Abrir mão dos pensamentos está no coração de práticas como o zazen e o mindfulness, que são uma expressão da visão de mundo em que nada é permanente, portanto nada é absoluto.

Ao invés de levar a uma “mente vazia”, sem pensamentos (o que seria uma forma de morte cerebral), essas técnicas nos ajudam a enxergar os pensamentos pelo que são: interpretações imperfeitas e passageiras da realidade. Isso, em muitos casos, pode ser libertador.
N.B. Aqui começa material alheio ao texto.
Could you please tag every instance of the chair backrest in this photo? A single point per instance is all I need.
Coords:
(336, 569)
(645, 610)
Porém, se não somos nossos pensamentos, quem somos? Uchiyama, novamente, indica uma possível resposta:

“Quando percebemos que nossos pensamentos não podem controlar tudo, e deixamos eles irem, a refeição pesada no nosso estômago é digerida — independentemente do fato de pensarmos sobre isso ou não. Mesmo quando estou dormindo, eu continuo a respirar as respirações necessárias por minuto. É assim que o indivíduo vive. O que diabos é o indivíduo? Não posso deixar de pensar que o indivíduo está conectado com o universo. Na primavera, os brotos nascem; no outono, as folhas caem. Todas essas coisas, incluindo nossa individualidade, são expressões da vida como parte da grande força da natureza.”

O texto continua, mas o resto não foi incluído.